The bigger risk these days is how easy it is to lose your phone number, which
seems to be the trendy way to break into accounts. Using Google Voice for SMS
2FA seems like an OK workaround until companies get a clue that phone numbers
are barely tied to their user if access to the user's account is desired.

Welp, I wish Cloudflare would add Yubikey support now too to make it easier to
lock down account.

------
joering2
> however if you’d like me to recommend a more secure registrar i recommend:
> NameCheap

Please don't. NameCheap is horrible at security of your account and at
customer support in general; I personally had a battle with my ex (who just
happened to know my name and DOB, very easy to find online anyways) and she
was able to start transfer of all my domains. I was able to get involved but
it was he say / she say battle for days during which all my domains were
suspended so no traffic and no sales online (loss of about $80,000).
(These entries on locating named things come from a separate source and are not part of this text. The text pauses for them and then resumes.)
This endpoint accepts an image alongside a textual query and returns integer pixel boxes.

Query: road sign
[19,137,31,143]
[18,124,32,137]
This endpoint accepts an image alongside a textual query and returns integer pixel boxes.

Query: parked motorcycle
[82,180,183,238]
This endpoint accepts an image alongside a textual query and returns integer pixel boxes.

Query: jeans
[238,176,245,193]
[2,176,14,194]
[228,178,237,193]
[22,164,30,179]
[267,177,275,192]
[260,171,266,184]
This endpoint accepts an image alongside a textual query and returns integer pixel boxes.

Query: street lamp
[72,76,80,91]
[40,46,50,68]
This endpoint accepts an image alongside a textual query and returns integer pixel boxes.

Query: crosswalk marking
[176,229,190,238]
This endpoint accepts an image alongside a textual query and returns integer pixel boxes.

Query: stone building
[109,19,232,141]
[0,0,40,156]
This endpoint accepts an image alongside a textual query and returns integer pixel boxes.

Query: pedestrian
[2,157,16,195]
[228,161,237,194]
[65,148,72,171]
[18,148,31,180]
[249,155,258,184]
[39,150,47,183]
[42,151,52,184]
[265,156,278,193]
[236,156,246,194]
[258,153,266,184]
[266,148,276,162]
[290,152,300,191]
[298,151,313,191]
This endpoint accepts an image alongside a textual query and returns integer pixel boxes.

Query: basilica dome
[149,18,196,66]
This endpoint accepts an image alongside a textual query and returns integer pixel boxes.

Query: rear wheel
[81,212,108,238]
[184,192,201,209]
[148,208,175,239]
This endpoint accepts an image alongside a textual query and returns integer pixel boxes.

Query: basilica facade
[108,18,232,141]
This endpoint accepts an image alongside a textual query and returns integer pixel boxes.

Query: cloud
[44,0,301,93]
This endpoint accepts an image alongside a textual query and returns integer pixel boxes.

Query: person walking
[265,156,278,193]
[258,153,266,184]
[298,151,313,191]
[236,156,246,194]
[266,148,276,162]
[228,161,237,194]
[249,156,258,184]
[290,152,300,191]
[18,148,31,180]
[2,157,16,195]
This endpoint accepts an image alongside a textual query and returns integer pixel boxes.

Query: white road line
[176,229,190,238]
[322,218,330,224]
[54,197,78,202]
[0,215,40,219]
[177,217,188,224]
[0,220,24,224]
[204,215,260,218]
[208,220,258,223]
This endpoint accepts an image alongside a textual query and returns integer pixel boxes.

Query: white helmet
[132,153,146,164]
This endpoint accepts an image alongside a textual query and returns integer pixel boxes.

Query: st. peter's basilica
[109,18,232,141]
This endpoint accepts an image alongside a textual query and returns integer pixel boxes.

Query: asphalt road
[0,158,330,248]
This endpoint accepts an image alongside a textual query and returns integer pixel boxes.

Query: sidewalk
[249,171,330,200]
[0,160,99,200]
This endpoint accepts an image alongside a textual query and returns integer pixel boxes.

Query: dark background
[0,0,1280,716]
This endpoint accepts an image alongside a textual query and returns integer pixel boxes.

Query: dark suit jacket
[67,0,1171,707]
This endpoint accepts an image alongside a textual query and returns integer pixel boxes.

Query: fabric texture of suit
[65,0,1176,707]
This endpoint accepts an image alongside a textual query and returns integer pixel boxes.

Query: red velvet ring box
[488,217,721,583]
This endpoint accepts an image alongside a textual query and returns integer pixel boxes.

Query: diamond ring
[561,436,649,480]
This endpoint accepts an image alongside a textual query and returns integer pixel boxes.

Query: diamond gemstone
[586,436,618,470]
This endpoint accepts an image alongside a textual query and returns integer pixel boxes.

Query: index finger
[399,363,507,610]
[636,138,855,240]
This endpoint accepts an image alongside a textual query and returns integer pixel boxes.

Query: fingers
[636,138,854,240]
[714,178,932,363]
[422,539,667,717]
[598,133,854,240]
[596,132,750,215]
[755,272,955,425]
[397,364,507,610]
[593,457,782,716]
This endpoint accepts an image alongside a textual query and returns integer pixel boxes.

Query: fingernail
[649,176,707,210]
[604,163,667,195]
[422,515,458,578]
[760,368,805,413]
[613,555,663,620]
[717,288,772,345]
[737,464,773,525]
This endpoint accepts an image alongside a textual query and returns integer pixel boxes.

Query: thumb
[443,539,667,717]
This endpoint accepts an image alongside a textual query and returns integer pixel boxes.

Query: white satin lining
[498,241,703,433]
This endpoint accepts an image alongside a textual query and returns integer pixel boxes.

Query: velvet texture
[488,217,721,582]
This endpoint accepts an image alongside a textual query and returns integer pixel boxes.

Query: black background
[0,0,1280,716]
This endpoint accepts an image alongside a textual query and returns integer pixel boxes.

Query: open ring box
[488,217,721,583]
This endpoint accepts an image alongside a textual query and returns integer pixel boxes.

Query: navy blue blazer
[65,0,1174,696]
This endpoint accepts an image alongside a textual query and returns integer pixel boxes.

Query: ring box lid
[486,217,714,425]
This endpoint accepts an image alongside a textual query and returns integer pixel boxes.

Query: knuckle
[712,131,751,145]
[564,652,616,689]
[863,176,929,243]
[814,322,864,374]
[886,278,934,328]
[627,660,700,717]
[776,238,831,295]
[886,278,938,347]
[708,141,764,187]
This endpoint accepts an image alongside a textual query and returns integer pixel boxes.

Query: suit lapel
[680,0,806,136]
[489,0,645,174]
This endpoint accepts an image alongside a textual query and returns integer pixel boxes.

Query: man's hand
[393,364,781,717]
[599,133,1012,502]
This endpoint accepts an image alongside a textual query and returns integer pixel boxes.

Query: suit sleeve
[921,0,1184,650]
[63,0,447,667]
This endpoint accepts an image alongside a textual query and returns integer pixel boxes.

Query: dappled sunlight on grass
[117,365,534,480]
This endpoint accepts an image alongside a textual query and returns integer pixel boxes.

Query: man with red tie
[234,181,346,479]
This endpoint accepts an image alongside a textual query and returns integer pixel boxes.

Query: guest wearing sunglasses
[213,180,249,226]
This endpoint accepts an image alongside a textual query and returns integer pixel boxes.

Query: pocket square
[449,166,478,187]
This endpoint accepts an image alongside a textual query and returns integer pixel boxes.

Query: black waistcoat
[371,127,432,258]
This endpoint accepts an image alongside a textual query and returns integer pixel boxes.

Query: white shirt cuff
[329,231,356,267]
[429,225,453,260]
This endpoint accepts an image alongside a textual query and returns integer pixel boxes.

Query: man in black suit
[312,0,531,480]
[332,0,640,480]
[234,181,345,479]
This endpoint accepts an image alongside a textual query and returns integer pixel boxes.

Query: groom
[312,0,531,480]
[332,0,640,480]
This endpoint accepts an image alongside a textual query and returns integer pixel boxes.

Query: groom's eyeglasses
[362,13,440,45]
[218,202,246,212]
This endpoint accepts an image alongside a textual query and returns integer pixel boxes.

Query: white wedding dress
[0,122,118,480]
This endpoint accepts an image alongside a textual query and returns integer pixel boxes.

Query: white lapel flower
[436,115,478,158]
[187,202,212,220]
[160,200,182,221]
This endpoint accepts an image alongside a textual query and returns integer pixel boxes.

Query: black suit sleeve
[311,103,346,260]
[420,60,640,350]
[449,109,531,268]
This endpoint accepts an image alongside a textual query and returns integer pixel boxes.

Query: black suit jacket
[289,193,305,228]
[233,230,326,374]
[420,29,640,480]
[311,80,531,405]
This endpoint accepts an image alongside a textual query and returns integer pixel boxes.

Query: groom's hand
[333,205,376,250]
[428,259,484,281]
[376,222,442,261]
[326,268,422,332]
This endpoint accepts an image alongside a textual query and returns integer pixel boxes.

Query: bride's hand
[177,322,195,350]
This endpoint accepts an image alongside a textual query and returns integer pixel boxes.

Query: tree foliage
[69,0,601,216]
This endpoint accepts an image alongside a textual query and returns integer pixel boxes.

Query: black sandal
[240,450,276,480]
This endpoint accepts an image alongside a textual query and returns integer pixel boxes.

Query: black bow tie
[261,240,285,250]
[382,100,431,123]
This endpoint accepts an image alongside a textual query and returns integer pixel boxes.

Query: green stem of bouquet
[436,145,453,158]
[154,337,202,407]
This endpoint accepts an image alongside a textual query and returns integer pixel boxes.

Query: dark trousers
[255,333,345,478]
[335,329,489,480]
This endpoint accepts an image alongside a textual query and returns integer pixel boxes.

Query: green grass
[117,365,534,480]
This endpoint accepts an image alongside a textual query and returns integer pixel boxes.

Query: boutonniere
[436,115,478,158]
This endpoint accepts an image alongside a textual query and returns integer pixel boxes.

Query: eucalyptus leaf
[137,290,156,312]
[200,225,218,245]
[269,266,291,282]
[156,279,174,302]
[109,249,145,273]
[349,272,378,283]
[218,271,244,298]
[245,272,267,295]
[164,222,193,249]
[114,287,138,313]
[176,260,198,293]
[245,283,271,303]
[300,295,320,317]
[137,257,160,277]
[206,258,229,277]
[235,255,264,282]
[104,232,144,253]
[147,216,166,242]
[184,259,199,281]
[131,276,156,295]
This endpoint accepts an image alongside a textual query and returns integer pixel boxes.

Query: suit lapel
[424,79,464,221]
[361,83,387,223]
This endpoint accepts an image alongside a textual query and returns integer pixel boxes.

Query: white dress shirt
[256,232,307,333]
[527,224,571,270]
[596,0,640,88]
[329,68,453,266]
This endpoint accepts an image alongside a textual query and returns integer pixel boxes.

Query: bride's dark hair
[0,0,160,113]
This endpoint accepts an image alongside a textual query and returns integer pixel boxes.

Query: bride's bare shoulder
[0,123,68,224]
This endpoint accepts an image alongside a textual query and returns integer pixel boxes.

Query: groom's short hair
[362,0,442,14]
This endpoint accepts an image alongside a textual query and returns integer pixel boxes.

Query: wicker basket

The big
problem was to cut cost NameCheap hires cheap helpers from Eastern European
block (just login to their chat you can quickly see by name of CS) and each
helper was telling me (and her) different story. Eventually it got "solved"
after about five days where my ex just agreed to cancel the transfer
altogether. This was circa 2016, unsure if anything changed, but I gradually
moved out most of my domains (I prefer NameSilo and DynaDot these days - much
more robust verification process)

Edit: to clarify: the domains have stayed with my ex and that was final
decision of NameCheap since she was the one to answer security questions
correctly. As I indicated, what solved the issue is she eventually decided to
drop it and return them to me. A change of heart if you will.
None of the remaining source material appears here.